Thanks @sachinpkale for the proposal.

Is having many segments still an issues with Concurrent Search? do we have data to validate the need of remote segment merging with concurrent search?

Did you consider introducing a new segment merge implementation optimized for remote store that doesn't require to down segment files locally?

itiyama commented 1 year ago

@sachinpkale Great proposal!

  1. A score is calculated when you select segments for merging. You could try tweaking the score based on whether segments are available in remote store or locally e.g. the block fetch algorithm and merge algorithm should work in tandem to prioritize segment merging of recent segments. Recency is not a dimension in scoring today, but could be a useful heuristic with warm data
  2. You may need to revisit the default_cfs_ratio merge setting for warm indices. This results in creating too many small segment files, especially the metadata files like kdm, fnm etc.

assumption that when index is migrated from hot to warm, its segments were already in optimal state where no further merges are required.
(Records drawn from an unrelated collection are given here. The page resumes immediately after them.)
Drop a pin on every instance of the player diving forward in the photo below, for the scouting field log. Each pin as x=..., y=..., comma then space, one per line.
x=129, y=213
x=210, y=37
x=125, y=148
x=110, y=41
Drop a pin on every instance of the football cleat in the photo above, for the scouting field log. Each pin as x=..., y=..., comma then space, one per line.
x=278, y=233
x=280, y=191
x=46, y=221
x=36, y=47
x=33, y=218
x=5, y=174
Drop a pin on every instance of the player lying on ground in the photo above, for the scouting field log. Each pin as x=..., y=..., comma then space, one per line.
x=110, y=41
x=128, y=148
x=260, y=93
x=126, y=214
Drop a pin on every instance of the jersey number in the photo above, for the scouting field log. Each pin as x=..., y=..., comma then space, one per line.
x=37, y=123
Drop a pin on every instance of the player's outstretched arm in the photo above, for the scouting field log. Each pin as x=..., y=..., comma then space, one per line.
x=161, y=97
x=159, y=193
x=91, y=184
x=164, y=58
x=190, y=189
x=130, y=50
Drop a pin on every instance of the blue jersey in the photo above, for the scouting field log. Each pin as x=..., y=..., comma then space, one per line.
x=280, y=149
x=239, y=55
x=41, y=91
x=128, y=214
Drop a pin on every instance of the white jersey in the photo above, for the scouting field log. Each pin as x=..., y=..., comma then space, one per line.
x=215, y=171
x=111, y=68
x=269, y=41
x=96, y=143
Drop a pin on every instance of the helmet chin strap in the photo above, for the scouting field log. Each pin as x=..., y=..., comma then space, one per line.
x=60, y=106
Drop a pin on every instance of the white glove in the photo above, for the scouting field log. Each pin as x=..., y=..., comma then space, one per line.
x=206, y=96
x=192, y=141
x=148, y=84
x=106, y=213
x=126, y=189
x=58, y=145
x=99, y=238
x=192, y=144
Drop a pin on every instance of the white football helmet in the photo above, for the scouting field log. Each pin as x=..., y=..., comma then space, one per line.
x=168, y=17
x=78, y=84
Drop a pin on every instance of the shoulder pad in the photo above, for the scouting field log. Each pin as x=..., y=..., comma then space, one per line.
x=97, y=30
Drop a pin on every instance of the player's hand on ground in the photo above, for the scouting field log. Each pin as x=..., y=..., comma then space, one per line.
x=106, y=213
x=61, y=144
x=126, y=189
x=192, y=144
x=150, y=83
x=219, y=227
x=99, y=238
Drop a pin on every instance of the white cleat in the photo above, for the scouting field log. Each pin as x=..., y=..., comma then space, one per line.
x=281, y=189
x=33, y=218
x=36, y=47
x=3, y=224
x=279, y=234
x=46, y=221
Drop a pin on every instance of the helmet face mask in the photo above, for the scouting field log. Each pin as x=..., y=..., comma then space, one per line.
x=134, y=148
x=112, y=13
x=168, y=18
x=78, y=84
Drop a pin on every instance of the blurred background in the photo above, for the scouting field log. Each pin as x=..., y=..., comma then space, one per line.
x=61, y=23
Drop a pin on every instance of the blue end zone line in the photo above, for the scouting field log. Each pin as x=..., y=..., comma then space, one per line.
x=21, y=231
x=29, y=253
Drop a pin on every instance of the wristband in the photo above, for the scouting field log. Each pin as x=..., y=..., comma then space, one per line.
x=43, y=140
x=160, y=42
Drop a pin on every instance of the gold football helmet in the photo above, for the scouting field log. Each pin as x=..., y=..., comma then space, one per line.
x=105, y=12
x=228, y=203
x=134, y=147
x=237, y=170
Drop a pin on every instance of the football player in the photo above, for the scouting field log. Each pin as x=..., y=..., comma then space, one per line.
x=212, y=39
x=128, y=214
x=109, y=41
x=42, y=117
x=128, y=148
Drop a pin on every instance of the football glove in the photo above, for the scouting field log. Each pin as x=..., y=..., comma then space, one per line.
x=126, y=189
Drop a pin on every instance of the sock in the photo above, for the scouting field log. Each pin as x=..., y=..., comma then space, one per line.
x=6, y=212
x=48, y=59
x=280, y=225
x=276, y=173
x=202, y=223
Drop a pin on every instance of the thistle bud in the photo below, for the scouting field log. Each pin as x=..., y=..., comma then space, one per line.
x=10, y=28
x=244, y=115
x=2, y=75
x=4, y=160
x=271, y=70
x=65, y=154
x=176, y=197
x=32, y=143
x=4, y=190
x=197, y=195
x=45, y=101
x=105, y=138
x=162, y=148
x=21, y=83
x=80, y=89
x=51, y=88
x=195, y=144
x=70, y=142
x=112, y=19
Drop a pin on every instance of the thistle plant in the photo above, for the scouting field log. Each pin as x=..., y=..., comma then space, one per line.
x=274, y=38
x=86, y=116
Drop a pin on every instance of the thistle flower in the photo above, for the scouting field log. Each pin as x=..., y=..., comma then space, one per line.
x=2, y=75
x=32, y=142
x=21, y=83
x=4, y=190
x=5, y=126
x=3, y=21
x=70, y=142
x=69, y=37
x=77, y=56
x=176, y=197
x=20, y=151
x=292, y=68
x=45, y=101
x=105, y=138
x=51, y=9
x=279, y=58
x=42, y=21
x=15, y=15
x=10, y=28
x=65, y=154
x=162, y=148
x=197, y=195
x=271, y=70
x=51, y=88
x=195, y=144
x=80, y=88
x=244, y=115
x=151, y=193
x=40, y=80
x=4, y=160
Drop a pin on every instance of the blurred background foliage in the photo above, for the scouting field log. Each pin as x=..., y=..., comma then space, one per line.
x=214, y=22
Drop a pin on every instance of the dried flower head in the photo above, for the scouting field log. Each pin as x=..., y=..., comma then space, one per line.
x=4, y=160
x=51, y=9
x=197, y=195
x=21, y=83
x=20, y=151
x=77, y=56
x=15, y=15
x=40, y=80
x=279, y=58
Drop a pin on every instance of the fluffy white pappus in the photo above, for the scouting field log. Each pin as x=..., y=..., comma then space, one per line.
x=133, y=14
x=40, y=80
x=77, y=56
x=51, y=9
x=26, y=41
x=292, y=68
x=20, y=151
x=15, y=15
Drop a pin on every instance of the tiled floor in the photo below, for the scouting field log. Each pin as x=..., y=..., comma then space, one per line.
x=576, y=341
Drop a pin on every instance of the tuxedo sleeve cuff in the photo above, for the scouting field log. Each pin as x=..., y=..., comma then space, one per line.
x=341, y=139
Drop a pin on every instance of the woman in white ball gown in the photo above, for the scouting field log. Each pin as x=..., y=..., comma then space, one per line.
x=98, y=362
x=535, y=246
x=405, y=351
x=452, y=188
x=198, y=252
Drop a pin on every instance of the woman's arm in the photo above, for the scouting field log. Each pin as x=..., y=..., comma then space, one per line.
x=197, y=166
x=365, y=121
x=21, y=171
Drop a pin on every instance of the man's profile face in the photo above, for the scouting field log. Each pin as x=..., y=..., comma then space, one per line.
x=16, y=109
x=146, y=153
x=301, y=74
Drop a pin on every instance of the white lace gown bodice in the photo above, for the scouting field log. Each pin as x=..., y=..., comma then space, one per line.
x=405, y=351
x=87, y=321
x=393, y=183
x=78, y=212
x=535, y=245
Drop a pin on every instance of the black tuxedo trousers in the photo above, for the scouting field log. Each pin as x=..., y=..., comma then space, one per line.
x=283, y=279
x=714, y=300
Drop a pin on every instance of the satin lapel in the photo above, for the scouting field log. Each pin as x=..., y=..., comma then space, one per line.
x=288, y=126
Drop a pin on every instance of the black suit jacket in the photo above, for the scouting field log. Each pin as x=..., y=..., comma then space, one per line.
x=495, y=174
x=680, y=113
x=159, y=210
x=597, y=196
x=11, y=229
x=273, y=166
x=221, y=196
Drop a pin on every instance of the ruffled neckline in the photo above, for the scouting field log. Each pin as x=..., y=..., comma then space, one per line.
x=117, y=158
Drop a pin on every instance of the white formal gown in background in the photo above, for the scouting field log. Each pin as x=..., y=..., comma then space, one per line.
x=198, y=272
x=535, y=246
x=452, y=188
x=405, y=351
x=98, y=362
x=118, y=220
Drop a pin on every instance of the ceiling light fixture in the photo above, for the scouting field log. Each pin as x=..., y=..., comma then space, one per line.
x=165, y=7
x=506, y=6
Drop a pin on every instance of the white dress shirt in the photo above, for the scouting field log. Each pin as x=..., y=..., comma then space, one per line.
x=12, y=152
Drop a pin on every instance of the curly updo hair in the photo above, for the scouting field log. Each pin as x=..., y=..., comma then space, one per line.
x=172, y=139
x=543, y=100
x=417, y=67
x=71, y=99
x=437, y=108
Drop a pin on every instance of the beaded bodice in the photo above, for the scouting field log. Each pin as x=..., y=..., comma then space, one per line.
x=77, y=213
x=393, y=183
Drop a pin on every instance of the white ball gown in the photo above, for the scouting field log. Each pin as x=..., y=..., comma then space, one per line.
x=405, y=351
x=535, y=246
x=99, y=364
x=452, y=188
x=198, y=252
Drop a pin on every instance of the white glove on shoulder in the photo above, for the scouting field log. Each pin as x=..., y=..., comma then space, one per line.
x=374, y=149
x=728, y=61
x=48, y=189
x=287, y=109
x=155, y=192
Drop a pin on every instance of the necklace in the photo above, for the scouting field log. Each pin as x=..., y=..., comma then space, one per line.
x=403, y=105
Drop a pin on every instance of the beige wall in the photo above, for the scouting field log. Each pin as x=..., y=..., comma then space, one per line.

You can achieve this by waiting for all ongoing merges to complete for hot to warm transition when there are not writes. If you do this, as long as there are no writes, this assumption will hold true.

Read segments directly from remote store using RemoteDirectory.

Directly? Where do the blocks that are read available? in heap or offheap?

Assuming a shard remains writable during this background merge, then don't we now have another writer for that shard that will have to coordinate with the existing primary? Or do you think the shard goes read-only during the background merge?

One way of thinking about this could be that the primary is still responsible for metadata writes(read as locks), but it handoff the merge work to the merge node? @sachinpkale @andrross

itiyama commented 1 year ago

Yes, the idea is to use merge nodes to handle all the merge operations.

I don't think this is a good idea, especially if the data is available locally. Small segments merge doesn't consume a lot of resources, so you merge them immediately, instead of moving the data around which in itself would be costly, right? Maybe you need to implement a cost function on whether merging something locally is cheaper than the cost of moving it to a different node, especially with encryption. Background merging may be better for large merges. You could build tiers depending on some segment properties and only offload the merge work depending on tiers. A lot of compaction algorithms for cloud native systems use this strategy.

msfroh commented 1 year ago

If we'll have remote merging nodes available, should they be able to merge shards as well?

You can use many hot shards during ingestion to increase throughput, then merge them into fewer shards before making them available for searching.